Je kunt dit bijvoorbeeld vergelijken met treinrails die in de verte naar elkaar toe lijken te lopen. Als je vooruit kijkt over de rails is dit het geval, maar draai je jezelf om, zie je precies hetzelfde. Op de plaats waar jij je bevindt, lijkt de rails door het perspectief dus het meest uit elkaar te liggen. Ditzelfde effect zien we terug bij zonnestralen.
Nog een ander fenomeen dat vaker zichtbaar is, zijn de gewone zonnestralen, gefotografeerd door collega Tom van der Spek. Op deze afbeelding zie je aan de horizon namelijk de zon liggen en door de bewolking breekt het licht, waardoor zonnestralen zichtbaar worden.
180 graden van de zon
Bij wolkenstralen ofwel de jakobsladders moet je met je gezicht naar de zon toe kijken. Tegenzonnestralen kun je eigenlijk alleen zien als de zon achter je schijnt, op 180 graden van waar de zon zich aan de hemel bevindt, het zogenaamde anti-zonnepunt. Kijk je vanaf dat punt naar de horizon en zijn de zonnestralen duidelijk zichtbaar, dan lijkt het alsof de stralen allemaal samen komen aan de horizon.
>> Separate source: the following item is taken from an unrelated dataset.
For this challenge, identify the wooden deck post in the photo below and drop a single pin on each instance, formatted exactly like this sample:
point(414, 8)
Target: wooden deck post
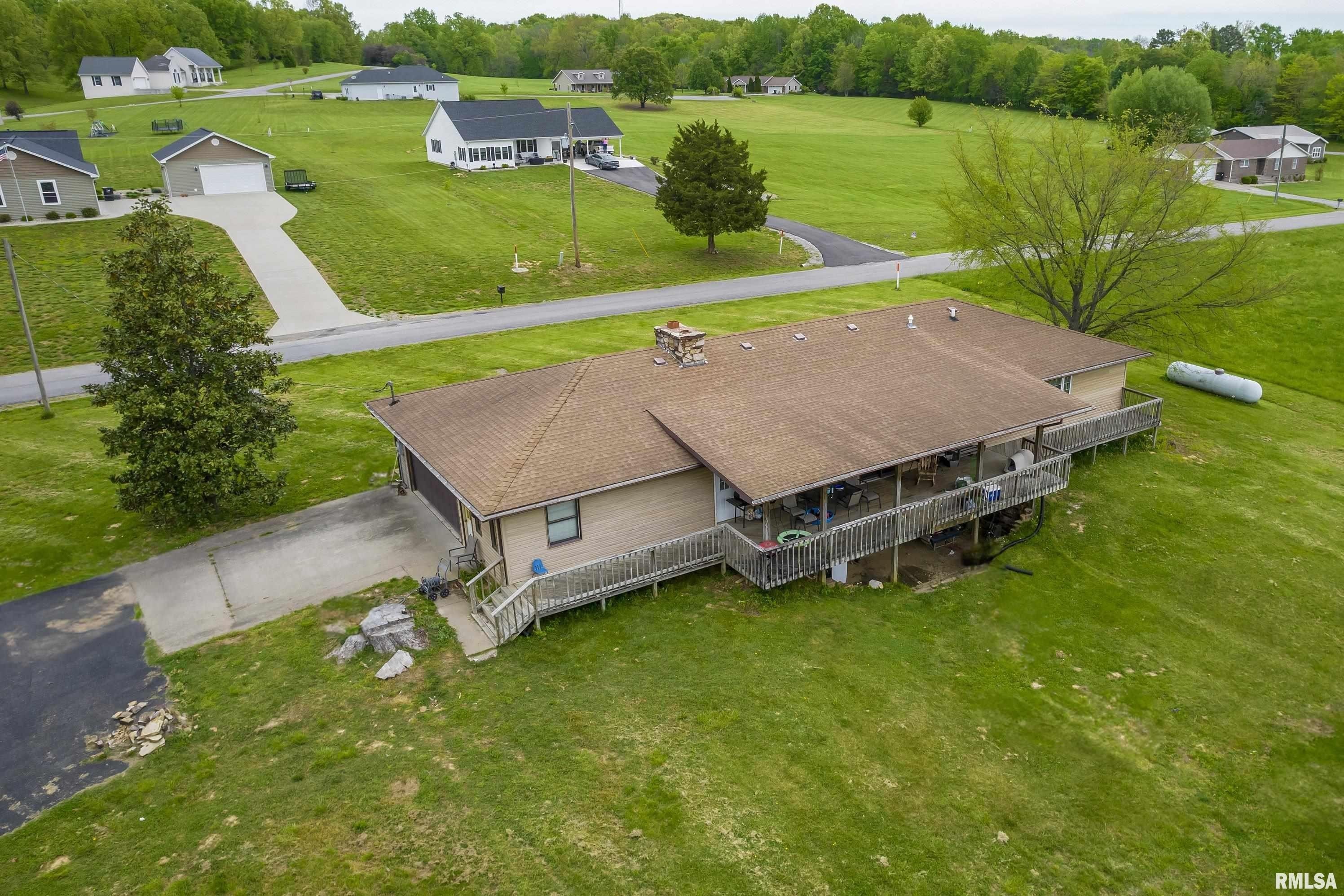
point(980, 469)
Tegenzonnestralen zijn echter veel minder sterk dan gewone zonnestralen, waardoor het zien van dit verschijnsel een vrij lastige opgave is voor een ongeoefend oog. De meeste kans om dit verschijnsel te zien, is tijdens zonsopkomst of zonsondergang. Je kunt de stralen dan regelmatig zien onder een wolkendek, naar de horizon toe, dus tegenover de zon. Is de bewolking dan ook nog wat dikker en dus wat donkerder van kleur, kun je de stralen over het algemeen nog beter zien. Als je oostwaarts kijkt zijn de stralen over het algemeen goed te zien in de namiddag of avond als de zon laag staat. Als je westwaarts kijkt zijn ze niet lang na zonsopkomst te zien.
Karrewiel
Een ander weersverschijnsel waar deze tegenzonnestralen bij voorkomen is het zogenaamde Karrewiel. De halve cirkel van de regenboog stelt daarbij het wiel voor en de tegenzonnestralen dienen in dit optische verschijnsel als ‘spaken’. De stralen worden in dit geval echter niet gevormd door het stof in de lucht, maar door grote regendruppels. Als de bewolking zich in dit geval snel verplaats, lijkt het soms net alsof het wiel echt draait.